Numerical Analysis/Lagrange example

We'll find the interpolating polynomial passing through the points ${\displaystyle (1,-6)}$, ${\displaystyle (2,2)}$, ${\displaystyle (4,12)}$, using the Lagrange method.

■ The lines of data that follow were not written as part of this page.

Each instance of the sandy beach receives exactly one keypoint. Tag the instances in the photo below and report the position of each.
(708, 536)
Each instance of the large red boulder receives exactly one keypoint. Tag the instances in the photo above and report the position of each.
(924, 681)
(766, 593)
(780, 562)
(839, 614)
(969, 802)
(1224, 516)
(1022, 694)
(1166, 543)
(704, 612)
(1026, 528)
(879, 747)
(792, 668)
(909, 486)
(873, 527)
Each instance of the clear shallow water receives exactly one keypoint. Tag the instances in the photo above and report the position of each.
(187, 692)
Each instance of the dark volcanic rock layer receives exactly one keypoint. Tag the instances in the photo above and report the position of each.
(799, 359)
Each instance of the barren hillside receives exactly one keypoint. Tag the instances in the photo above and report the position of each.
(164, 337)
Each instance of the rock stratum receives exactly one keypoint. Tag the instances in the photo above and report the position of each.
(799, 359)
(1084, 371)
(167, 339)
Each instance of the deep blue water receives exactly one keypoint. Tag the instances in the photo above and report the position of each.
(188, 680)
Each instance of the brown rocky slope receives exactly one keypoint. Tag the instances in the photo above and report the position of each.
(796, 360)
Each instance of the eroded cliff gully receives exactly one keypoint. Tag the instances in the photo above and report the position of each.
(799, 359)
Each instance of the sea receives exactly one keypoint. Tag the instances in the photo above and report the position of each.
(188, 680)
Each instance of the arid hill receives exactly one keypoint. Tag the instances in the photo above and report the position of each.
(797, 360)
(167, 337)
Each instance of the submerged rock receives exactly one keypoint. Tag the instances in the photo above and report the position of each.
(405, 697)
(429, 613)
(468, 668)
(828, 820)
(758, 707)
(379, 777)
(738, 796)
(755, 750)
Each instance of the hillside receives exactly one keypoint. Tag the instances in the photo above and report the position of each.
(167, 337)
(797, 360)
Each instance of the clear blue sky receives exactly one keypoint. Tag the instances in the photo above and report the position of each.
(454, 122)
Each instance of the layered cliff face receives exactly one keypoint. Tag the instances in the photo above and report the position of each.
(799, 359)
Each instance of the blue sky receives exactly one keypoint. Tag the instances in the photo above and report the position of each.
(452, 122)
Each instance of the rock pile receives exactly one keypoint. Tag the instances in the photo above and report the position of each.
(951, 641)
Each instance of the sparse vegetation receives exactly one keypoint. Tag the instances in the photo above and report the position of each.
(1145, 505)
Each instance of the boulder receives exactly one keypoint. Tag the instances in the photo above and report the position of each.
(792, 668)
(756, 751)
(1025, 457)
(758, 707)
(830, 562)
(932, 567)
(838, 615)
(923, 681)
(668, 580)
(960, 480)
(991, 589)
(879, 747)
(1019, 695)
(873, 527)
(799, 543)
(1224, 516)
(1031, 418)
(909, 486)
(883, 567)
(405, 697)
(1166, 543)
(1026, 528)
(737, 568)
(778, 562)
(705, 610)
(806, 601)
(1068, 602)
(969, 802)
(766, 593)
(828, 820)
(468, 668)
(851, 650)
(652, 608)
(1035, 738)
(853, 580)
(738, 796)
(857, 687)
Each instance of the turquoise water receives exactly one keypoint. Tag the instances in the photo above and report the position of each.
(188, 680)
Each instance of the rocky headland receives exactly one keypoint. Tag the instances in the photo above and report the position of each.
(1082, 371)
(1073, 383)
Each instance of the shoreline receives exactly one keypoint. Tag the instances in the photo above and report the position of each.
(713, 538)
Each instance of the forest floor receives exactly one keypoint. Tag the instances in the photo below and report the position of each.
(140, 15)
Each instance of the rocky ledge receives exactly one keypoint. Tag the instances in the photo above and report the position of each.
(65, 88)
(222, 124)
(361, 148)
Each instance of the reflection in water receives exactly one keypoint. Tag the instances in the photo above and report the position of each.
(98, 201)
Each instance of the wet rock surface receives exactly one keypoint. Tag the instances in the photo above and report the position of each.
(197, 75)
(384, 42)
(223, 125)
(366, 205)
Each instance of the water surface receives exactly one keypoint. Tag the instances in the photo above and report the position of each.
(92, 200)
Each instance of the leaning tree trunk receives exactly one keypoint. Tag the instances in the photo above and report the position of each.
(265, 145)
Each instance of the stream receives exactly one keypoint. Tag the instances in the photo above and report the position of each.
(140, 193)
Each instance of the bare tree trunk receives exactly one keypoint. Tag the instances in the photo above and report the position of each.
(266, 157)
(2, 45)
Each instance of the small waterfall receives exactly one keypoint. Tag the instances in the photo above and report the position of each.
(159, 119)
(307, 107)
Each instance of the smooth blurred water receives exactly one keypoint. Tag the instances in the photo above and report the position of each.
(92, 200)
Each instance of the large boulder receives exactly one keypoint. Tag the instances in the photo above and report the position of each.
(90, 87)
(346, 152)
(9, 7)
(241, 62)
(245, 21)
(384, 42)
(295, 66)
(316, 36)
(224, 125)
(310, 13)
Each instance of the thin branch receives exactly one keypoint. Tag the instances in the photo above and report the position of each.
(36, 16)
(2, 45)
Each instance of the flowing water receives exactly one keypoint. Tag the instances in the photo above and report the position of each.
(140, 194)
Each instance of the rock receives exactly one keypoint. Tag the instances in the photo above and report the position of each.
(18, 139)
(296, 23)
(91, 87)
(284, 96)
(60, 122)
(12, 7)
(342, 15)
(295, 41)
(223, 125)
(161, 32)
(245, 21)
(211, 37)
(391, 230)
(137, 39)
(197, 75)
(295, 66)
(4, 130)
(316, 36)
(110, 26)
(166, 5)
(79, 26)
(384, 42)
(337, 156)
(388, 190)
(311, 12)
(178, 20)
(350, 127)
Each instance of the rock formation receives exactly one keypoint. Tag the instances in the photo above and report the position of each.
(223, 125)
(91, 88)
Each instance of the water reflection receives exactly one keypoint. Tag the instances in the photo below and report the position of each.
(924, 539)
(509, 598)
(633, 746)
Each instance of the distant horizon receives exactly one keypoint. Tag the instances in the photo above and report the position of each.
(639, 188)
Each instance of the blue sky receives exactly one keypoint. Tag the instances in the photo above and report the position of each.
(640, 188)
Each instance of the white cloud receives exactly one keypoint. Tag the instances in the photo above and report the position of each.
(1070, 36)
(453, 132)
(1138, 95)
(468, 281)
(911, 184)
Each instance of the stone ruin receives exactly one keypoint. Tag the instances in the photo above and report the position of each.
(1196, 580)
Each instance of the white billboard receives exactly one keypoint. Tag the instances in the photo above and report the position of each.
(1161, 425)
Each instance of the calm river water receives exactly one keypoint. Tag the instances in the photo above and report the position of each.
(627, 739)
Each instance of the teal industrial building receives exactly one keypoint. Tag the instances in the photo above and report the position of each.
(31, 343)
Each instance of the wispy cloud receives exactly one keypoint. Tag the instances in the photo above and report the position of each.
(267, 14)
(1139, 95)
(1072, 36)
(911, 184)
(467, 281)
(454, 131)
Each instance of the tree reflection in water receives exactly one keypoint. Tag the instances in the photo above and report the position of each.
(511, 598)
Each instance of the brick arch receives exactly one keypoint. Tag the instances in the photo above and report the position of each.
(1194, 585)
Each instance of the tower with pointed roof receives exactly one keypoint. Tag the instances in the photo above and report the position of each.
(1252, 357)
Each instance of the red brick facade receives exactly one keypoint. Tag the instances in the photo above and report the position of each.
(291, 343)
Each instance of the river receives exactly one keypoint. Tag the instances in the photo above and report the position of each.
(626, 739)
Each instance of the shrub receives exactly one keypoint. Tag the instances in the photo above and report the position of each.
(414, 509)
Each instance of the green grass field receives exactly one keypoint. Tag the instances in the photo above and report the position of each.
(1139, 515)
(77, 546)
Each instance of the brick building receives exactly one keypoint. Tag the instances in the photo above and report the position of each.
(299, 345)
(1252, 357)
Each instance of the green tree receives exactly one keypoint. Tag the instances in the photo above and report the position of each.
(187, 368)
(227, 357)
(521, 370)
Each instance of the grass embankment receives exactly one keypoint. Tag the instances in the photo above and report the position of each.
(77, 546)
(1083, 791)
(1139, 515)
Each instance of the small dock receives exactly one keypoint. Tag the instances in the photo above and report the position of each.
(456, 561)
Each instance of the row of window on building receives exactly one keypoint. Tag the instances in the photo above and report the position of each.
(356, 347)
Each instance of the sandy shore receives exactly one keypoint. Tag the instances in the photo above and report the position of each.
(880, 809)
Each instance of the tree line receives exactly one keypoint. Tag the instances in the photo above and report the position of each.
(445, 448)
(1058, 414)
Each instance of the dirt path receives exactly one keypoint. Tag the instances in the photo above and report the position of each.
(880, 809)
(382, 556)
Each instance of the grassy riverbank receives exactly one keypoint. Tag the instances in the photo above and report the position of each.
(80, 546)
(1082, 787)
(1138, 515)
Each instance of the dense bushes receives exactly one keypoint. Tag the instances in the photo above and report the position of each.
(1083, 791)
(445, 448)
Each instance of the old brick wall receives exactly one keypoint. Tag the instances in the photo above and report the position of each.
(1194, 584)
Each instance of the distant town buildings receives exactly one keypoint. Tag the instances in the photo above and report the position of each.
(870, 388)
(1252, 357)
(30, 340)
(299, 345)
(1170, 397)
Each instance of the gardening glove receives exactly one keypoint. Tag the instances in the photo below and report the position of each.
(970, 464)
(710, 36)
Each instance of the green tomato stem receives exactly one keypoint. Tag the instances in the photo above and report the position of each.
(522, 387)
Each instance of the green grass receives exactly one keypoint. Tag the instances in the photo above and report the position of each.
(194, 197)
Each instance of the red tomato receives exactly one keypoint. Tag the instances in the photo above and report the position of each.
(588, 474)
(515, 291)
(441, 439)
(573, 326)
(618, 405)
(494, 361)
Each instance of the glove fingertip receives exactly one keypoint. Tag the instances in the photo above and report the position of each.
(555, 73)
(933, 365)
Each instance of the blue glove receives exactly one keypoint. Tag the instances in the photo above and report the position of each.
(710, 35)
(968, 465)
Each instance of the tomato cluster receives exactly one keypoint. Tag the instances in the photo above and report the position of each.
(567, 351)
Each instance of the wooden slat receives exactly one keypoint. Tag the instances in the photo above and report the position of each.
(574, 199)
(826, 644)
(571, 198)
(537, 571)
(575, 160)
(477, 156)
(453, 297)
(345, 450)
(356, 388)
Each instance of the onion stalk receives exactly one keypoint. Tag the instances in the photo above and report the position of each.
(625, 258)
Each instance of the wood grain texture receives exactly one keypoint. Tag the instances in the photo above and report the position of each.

We first use the formula to write the following:

${\displaystyle p(x)=-6\frac{(x-2)}{(1-2)}\frac{(x-4)}{(1-4)}+2\frac{(x-1)}{(2-1)}\frac{(x-4)}{(2-4)}+12\frac{(x-1)}{(4-1)}\frac{(x-2)}{(4-2)}}$

After some simplification, we get:

${\displaystyle p(x)=-2(x-2)(x-4)-1(x-1)(x-4)+2(x-1)(x-2)}$

${\displaystyle p(x)=-2(x^2-6x+8)-1(x^2-5x+4)+2(x^2-3x+2)}$

And our answer:

${\displaystyle p(x)=-x^2+11x-16}$.

Now we'll add a point to our data set, and find a new interpolating polynomial. Let us add the point ${\displaystyle (3,-10)}$ to our set. Starting over with the Lagrange formula, we write:

${\displaystyle p(x)=-6\frac{(x-2)}{(1-2)}\frac{(x-4)}{(1-4)}\frac{(x-3)}{(1-3)}+2\frac{(x-1)}{(2-1)}\frac{(x-4)}{(2-4)}\frac{(x-3)}{(2-3)}+12\frac{(x-1)}{(4-1)}\frac{(x-2)}{(4-2)}\frac{(x-3)}{(4-3)}-10\frac{(x-1)}{(3-1)}\frac{(x-2)}{(3-2)}\frac{(x-4)}{(3-4)}}$

Simplifying, we get:

${\displaystyle p(x)=(x-2)(x-4)(x-3)+(x-1)(x-4)(x-3)+2(x-1)(x-2)(x-3)+5(x-1)(x-2)(x-4)}$

${\displaystyle p(x)=(x^3-9x^2+26x-24)+(x^3-8x^2+19x-12)+2(x^3-6x^2+11x-6)+5(x^3-7x^2+14x-8)}$

And our polynomial is:

${\displaystyle p(x)=9x^3-64x^2+137x-88}$.